The relationship between light transmittance and coating is inseparable, and directly affects the color fidelity. All optical glass has high light transmittance and multi-layer coating on the whole surface, with relatively high brightness and accurate color reproduction. Generally, manufacturers will not publish all the data (it is difficult to do), and some manufacturers will publish the light transmittance or coating of some optical glass to mislead consumers.
Depth of field
For bird watchers, the depth of field is a contradictory parameter. If the depth of field is large, there is no need to adjust the focus frequently, which is more convenient to use. However, for the observation of forest birds, the foreground and background are not easy to blur, and it is not easy for birds. prominent. The depth of field is small. Although the foreground and background are blurred when observing the forest birds, and the bird theme is prominent, the focus must be adjusted again when the distance changes, and the fingers must always be placed on the focusing wheel, which is more tiring.
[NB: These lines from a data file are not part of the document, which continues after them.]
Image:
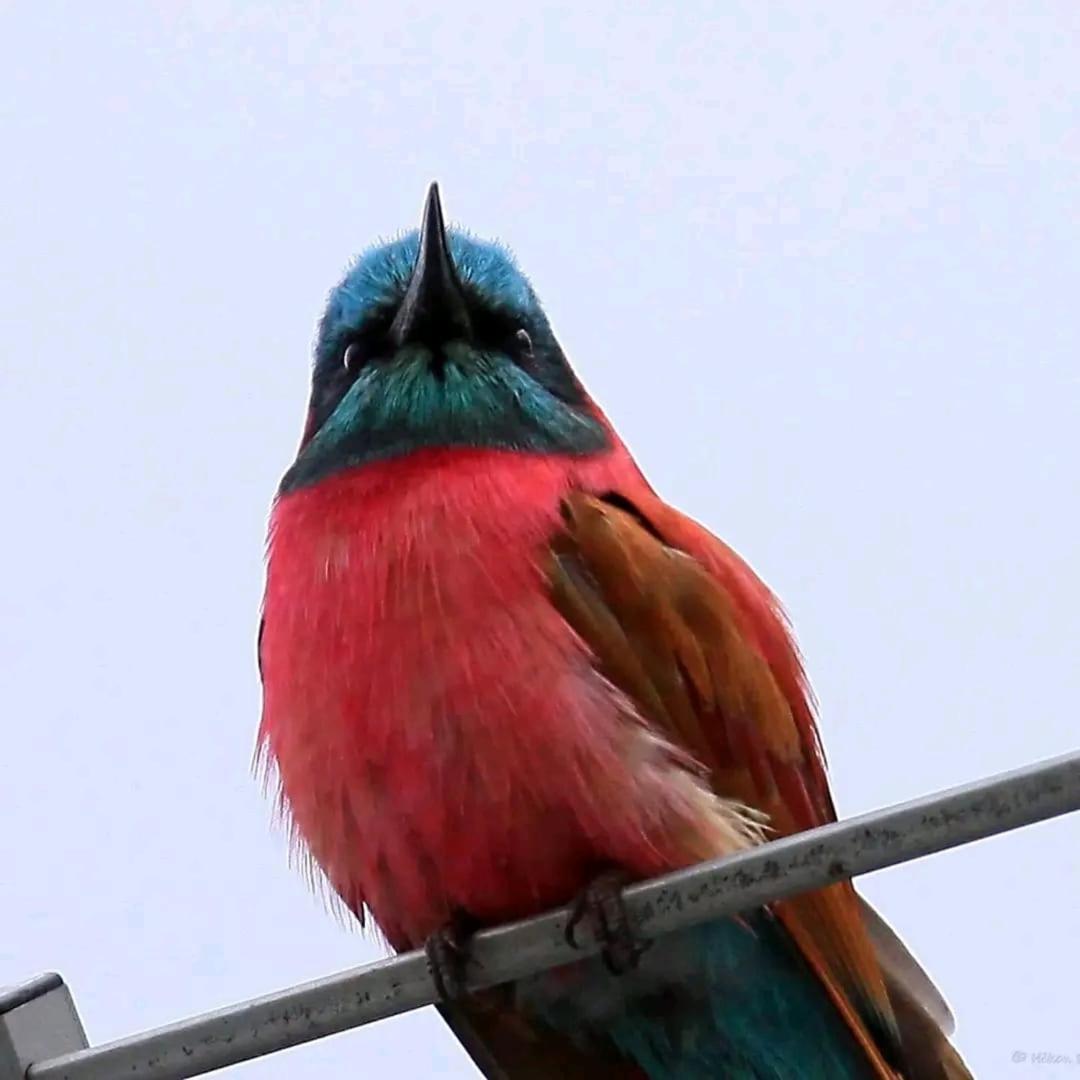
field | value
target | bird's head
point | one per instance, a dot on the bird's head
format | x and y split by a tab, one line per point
437	340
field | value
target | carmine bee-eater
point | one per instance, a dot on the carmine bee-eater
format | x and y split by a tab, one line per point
501	675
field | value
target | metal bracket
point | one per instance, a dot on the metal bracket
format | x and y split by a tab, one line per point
38	1021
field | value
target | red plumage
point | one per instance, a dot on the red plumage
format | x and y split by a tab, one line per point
441	736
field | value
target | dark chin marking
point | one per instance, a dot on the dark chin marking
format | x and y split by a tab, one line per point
310	470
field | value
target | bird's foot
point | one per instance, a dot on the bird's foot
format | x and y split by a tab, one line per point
447	952
599	905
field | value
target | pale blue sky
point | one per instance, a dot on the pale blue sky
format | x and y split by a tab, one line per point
819	262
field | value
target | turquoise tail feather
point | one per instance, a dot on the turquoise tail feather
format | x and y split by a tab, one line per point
731	999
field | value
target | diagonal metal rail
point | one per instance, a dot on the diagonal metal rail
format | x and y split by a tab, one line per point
710	890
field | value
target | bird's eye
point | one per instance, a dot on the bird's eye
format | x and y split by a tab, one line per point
353	359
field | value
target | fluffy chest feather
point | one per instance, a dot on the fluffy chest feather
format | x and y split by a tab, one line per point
441	736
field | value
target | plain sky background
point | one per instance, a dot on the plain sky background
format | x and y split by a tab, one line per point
820	264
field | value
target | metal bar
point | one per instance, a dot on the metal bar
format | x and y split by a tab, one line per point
724	887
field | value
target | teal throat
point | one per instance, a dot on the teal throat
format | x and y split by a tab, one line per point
462	399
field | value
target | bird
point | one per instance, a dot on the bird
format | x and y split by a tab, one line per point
500	675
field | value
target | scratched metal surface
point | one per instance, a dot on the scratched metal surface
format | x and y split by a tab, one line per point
782	868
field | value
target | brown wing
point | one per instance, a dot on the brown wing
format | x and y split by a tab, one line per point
680	623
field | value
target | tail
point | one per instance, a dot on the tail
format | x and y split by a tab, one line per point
731	999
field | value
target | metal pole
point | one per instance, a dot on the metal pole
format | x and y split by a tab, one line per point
711	890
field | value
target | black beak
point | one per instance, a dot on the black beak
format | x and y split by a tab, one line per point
433	310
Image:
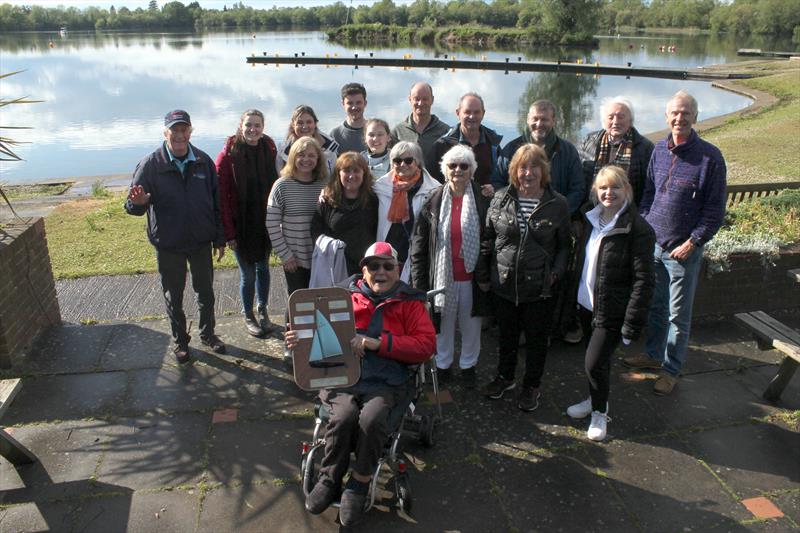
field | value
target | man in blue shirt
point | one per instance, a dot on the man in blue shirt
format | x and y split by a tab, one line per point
176	186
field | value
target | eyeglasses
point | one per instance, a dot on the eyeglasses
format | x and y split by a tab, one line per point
374	266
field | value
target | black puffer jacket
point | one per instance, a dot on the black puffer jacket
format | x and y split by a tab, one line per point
640	158
519	266
423	245
623	286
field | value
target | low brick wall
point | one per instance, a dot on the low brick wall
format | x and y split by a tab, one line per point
28	301
749	286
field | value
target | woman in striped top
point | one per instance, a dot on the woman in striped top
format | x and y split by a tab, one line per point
291	205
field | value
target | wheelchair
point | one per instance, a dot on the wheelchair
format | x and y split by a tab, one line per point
404	423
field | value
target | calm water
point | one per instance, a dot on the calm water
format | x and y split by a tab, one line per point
105	94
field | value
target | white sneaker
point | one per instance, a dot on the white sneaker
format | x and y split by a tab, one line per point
580	410
597	427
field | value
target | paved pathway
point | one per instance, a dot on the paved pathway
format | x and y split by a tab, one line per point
127	441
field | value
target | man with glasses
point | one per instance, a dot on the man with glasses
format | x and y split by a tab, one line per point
485	143
177	187
393	331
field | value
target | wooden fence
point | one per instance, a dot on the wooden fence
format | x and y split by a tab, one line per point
743	193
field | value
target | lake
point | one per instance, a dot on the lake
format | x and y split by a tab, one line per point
105	94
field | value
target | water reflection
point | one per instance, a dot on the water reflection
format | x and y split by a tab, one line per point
106	93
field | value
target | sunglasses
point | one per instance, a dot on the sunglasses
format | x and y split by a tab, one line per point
374	266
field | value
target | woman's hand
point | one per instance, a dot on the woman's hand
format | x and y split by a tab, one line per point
361	343
290	265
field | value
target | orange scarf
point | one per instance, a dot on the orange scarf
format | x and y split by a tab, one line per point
398	210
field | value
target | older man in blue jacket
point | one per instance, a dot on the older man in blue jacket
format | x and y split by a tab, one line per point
684	202
176	186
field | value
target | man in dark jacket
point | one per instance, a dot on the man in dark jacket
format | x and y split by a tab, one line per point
684	202
566	173
618	143
177	187
485	143
421	126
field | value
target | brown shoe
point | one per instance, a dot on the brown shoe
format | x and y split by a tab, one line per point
641	361
664	384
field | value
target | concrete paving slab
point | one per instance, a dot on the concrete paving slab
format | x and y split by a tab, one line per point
67	350
259	508
789	503
158	511
68	397
554	492
664	486
256	451
695	402
188	388
751	459
155	452
65	452
135	346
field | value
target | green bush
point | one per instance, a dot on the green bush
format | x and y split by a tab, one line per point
760	226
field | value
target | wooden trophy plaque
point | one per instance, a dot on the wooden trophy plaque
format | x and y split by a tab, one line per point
324	321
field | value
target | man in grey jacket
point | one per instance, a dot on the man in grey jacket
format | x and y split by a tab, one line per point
421	126
176	186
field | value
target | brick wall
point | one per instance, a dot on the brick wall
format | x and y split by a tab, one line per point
749	286
28	301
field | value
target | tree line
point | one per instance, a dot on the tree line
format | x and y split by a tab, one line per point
741	17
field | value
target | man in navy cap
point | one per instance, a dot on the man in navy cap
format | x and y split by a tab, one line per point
177	187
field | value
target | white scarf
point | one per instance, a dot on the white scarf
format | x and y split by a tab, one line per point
470	246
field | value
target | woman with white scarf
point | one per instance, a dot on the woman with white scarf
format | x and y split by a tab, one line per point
444	252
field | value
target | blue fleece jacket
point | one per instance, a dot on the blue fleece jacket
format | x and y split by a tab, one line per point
684	192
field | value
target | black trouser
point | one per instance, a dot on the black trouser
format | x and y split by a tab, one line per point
600	347
359	423
172	268
534	319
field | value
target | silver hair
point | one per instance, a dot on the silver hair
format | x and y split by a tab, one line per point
544	104
459	153
408	148
473	95
683	95
617	100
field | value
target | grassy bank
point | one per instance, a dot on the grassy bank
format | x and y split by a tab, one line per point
483	35
765	146
95	236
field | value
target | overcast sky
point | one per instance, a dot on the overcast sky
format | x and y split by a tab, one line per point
207	4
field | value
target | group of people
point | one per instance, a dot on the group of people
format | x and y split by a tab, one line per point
596	244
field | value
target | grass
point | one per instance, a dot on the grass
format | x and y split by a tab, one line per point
95	236
765	146
25	192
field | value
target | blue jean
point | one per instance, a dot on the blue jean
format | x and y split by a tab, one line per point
253	281
671	311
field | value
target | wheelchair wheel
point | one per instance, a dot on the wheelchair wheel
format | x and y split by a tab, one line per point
403	494
426	428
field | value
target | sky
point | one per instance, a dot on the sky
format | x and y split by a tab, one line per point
207	4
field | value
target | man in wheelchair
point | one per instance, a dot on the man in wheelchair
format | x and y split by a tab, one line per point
393	331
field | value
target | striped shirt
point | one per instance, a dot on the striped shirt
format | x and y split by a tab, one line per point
526	207
290	207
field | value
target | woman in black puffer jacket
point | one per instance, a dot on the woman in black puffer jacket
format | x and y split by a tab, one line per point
524	252
614	266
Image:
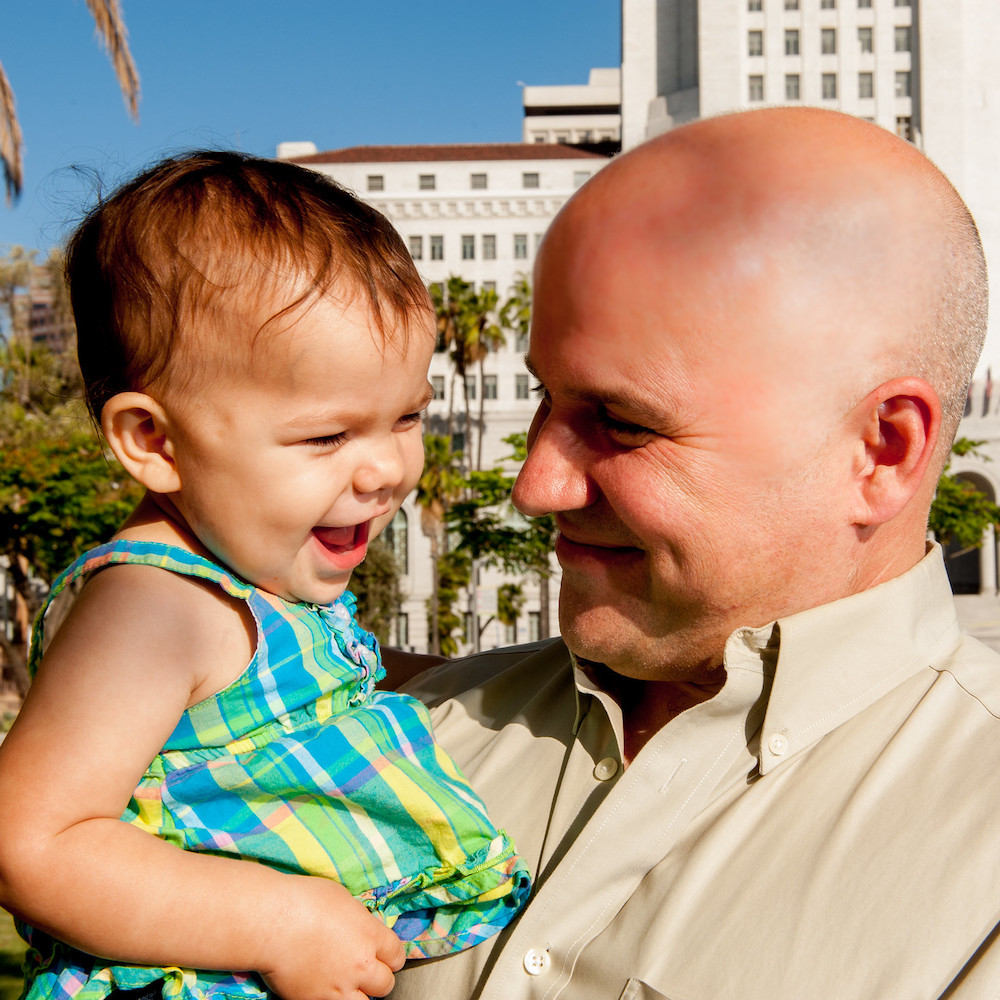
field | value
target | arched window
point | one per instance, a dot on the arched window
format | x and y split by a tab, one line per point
396	535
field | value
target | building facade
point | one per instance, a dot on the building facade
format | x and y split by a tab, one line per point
586	115
478	212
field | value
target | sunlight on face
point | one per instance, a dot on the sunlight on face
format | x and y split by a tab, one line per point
290	470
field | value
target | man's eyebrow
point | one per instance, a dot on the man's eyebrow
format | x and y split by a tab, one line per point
635	404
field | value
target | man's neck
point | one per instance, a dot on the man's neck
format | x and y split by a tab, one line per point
648	706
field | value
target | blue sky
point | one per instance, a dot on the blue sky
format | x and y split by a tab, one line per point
251	74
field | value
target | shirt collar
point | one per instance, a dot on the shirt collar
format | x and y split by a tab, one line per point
837	659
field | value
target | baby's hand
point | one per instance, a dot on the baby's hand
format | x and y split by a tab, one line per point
327	946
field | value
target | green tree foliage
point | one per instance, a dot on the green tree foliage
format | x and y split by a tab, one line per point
960	513
453	575
61	491
438	487
468	328
110	27
375	583
493	532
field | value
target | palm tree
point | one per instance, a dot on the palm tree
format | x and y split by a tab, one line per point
111	29
439	486
468	328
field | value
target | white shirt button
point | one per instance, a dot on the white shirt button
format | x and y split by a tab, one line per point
605	769
536	961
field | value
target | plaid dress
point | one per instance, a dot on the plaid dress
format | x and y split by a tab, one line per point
301	764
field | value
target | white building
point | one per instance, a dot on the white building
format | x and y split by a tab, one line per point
479	212
576	114
921	68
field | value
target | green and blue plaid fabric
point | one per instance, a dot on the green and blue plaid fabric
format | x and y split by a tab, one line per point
303	765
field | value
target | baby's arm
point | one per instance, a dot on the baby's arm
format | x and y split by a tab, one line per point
113	684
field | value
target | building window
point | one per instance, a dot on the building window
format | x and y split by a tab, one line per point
534	626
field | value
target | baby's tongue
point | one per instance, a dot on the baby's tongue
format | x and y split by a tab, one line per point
336	537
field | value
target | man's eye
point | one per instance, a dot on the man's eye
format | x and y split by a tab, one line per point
330	441
624	433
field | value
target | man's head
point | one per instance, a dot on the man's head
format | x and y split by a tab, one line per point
755	335
176	274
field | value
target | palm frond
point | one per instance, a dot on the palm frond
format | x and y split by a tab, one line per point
111	29
10	141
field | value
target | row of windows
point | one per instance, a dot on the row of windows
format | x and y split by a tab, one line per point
828	84
488	245
828	40
477	182
753	5
522	389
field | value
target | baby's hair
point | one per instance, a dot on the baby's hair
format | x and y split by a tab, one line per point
198	243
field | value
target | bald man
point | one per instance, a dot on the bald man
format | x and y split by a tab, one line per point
762	762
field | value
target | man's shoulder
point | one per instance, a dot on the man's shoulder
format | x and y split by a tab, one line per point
517	668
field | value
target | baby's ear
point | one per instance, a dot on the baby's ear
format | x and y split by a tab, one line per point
138	430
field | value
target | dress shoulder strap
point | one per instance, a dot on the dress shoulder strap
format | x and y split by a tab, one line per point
160	554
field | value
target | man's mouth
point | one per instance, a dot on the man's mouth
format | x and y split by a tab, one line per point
345	546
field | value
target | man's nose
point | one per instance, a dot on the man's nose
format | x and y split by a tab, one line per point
554	476
381	466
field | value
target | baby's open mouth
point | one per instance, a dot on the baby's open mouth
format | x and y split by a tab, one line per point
342	537
345	545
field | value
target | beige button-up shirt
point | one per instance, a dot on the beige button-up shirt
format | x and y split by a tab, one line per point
827	826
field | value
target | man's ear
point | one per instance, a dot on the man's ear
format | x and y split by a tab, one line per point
138	430
898	426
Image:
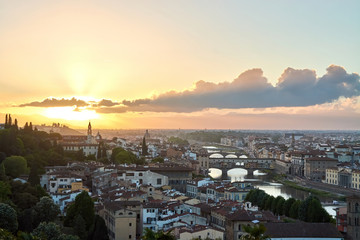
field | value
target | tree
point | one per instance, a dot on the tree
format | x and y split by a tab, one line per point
280	206
144	149
8	218
274	204
294	209
6	235
269	203
5	191
98	230
34	178
287	206
79	226
46	210
15	166
2	173
255	232
48	231
83	206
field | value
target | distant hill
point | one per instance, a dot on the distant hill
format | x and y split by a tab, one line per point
63	130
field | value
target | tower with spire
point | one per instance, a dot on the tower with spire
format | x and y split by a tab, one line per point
90	137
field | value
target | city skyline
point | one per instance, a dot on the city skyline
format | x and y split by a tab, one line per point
193	65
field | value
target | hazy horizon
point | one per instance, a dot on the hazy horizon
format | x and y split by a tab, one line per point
182	64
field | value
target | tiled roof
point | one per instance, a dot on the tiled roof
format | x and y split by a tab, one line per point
302	229
116	205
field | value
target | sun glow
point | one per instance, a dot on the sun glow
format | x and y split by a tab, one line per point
70	113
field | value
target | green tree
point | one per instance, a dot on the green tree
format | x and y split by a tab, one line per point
8	218
6	235
79	226
287	206
2	173
83	206
5	191
269	202
280	206
255	232
263	202
274	204
48	231
34	178
98	230
15	166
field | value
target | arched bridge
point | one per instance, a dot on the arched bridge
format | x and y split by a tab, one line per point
226	162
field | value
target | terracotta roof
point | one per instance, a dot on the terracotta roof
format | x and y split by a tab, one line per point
116	205
321	159
302	229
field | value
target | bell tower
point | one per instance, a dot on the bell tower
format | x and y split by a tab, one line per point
89	129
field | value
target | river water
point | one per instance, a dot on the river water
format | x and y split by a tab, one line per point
262	181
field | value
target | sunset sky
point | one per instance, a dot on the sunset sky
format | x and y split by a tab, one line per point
182	64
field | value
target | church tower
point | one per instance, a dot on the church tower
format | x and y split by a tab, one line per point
89	140
89	129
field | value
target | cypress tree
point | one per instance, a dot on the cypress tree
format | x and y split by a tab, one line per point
144	148
6	121
16	125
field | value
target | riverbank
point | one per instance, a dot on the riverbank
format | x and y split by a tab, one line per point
295	184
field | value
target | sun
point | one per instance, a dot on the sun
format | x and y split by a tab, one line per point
70	113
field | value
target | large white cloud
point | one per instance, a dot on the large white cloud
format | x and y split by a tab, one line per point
252	90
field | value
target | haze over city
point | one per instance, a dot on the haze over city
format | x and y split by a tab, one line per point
182	64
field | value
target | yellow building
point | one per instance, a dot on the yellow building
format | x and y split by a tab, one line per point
332	176
122	219
356	179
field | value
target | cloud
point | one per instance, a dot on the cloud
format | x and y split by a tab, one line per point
295	88
53	102
106	103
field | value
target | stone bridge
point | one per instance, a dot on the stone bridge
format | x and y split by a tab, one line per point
225	162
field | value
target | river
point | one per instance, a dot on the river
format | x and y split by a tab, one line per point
262	181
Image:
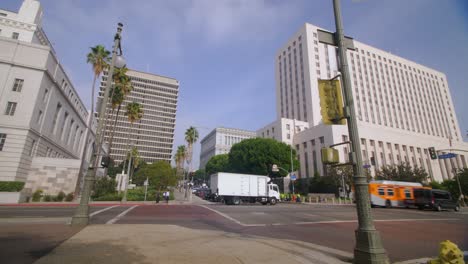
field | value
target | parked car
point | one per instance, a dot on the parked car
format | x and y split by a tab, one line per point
434	199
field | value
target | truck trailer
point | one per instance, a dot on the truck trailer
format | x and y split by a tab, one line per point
234	188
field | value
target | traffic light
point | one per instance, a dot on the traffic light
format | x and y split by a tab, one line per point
105	160
432	153
330	156
331	102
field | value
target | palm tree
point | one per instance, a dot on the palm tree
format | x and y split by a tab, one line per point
123	87
134	113
99	59
179	158
191	136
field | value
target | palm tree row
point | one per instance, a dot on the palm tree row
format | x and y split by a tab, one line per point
185	154
99	57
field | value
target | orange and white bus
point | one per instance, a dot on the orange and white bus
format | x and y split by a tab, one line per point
393	193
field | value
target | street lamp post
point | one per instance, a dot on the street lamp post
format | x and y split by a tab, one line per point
369	248
81	216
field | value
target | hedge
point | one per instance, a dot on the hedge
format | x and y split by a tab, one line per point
11	186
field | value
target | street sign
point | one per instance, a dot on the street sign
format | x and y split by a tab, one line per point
447	156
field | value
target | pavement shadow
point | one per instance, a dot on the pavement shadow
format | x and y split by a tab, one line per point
108	251
27	243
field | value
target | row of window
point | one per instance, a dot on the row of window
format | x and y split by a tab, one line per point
405	89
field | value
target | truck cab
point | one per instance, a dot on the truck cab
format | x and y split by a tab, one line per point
273	191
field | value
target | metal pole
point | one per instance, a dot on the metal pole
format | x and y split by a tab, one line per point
369	248
124	199
81	216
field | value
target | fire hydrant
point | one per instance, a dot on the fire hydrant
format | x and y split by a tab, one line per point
449	253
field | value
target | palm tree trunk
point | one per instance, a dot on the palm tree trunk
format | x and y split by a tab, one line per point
83	155
111	140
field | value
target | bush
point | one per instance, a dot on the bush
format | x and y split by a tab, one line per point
109	197
48	198
11	186
69	197
37	195
60	196
104	186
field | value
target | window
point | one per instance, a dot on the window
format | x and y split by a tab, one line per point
18	85
11	107
381	191
57	112
39	117
32	148
2	140
45	95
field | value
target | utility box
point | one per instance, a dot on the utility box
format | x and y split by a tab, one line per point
330	156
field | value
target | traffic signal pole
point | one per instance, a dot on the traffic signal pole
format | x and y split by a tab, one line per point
369	248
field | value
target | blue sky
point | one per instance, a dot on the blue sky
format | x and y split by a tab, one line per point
222	51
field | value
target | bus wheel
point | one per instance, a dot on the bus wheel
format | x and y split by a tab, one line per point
388	204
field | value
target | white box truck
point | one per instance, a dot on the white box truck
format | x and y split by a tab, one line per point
234	188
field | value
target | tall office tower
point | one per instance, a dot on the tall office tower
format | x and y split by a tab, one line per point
402	107
153	135
43	122
220	141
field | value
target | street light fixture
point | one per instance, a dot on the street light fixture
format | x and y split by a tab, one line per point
369	248
81	216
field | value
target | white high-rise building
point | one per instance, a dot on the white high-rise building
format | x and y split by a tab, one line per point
153	135
220	141
43	122
403	108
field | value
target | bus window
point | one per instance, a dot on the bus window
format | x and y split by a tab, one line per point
381	191
390	192
408	194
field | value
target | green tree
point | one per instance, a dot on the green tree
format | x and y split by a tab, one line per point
122	87
103	186
218	163
257	155
402	172
160	175
191	136
339	174
179	159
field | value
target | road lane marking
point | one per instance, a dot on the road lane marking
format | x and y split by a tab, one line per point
380	220
102	210
115	219
323	222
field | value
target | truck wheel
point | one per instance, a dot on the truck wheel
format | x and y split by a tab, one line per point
388	204
273	201
236	200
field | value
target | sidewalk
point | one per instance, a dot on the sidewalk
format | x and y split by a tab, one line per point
179	198
174	244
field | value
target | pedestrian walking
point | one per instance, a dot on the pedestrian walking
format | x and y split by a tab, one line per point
166	196
158	197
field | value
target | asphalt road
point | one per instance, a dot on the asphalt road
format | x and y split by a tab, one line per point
31	232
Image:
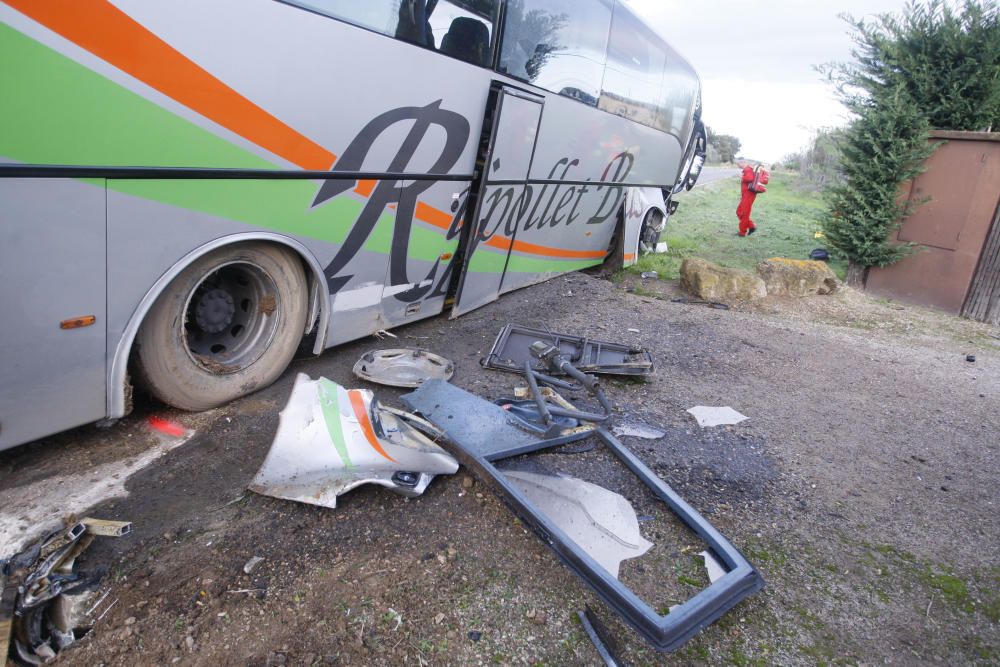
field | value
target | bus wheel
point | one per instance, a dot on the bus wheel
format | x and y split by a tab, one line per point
649	234
225	327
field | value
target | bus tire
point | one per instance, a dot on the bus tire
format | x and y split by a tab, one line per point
226	326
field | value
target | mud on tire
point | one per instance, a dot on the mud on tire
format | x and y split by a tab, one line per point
228	325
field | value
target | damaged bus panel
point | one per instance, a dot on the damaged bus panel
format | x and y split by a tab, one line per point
478	431
331	440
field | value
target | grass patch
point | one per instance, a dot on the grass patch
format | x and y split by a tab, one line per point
787	216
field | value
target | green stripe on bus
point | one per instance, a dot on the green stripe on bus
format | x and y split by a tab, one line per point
89	120
521	264
56	111
329	400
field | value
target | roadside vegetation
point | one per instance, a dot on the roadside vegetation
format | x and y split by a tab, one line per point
788	218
This depends on personal preference, there is no fixed standard.
Telescopes are often carried out outdoors, and the observation environment is changeable. It is best to choose a telescope that is water-proof (water pressure and waterproof), so that the inside of the mirror can be kept sealed and stable without fog and mildew.
The comfort varies from person to person. Generally speaking, for a telescope with a rubberized surface, not only is it shockproof, it is also more comfortable to hold; the weight of the lens body determines whether it is convenient to use and carry for a long time; usually, people will choose a telescope with high durability.
In addition to the optical quality, manufacturing process and performance of the best telescopes, it is more about the feelings of the eyes and the soul. German Zeiss telescope, Leica telescope and Austrian SWAROVSKI telescope are called the king of mirrors. The optical quality and price of the three are almost the same. The price is also the king of mirrors, but based on excellent top products, they are worth the money.